Mine was The Red Shoes, a huge hit in late-1948 Britain. I only retained the foggiest memory of the thing: a lot of dancing, something unpleasant in a railway station.
Curious, I ordered the DVD from Netflix. The Mrs and I watched it last Saturday evening.
Well, tastes change. There was some good vigorous acting, but I thought the plot didn't make much sense. My wife, however, liked it very much, so perhaps I was too critical.
It must have been rated as suitable for kids, but I'm baffled to know why I was taken along. It's not at all a kid's movie, certainly not a three-year-old kid's. Perhaps my mother thought the Hans Christian Andersen theme might hold my attention; more likely, she just couldn't get a babysitter.
Math Corner. Just a couple.
(1) A friend gifted me a Triazzle — a jigsaw puzzle with sixteen triangular pieces.
As a hardened veteran of months-long campaigns with 9,000-piece puzzles, my first reaction was: "Sixteen pieces — are you kidding me?"
Then I tried to tackle the thing. After a couple of hours trying I had to be physically restrained from pounding it into papier-mâché with my fists.
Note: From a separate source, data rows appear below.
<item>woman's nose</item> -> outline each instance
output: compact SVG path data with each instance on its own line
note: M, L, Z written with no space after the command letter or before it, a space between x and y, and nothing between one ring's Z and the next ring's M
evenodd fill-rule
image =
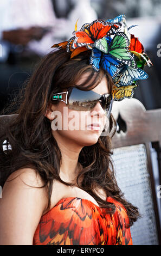
M91 115L96 115L99 117L102 117L105 115L105 111L99 101L97 102L95 107L91 111Z

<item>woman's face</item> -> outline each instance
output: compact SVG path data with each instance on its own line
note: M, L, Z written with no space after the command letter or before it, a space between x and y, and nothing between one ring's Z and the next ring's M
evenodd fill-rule
M81 84L87 78L87 75L82 75L76 85ZM104 78L92 90L100 94L108 93L106 78ZM51 127L54 137L67 143L76 143L81 147L97 142L107 121L99 102L92 110L87 111L70 109L63 101L57 105L52 104L51 109L53 112L47 117L53 120ZM90 125L93 123L98 123L100 127L92 129Z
I'm trying to work out a strictly mathematical approach via Group Theory. Trying … trying …
(2) "Let's face it: 2019 is nondescript," I wrote in last month's Diary. I should have known better. From a reader:
Mr Derbyshire: I'm afraid I have to demur on the number 2019. I think it's really quite descript.
For starters, the sum of its proper factors is 676, which, in addition to being a perfect square, is also a palindrome.
If that's not enough, the sum of the prime factors of 676, two 2's and two 13's, is 30; and 2030 is the next year in which 2019's calendar can be reused.
Now how often does that happen?
Me: Uh …
Furthermore 2019 = [2 × 22 + 2/2)²] − 2 − 2 − 2
and 2019 = [1 + (1 + 1)11] − [(11 − 1) × (1 + 1 +1)]
and much more here.
That reader also blessed me with a morsel of math humor.
A microbiologist, a statistician, and a mathematician were observing a house. After a while one person entered the house. Several hours later two people left.
The microbiologist commented that there must have been cell division.
The statistician said no, that there had to be an error in the data.
The mathematician countered that the only thing we really know is that if another person goes in, the house will be empty.
Thank you, Sir, and a belated Happy New Year!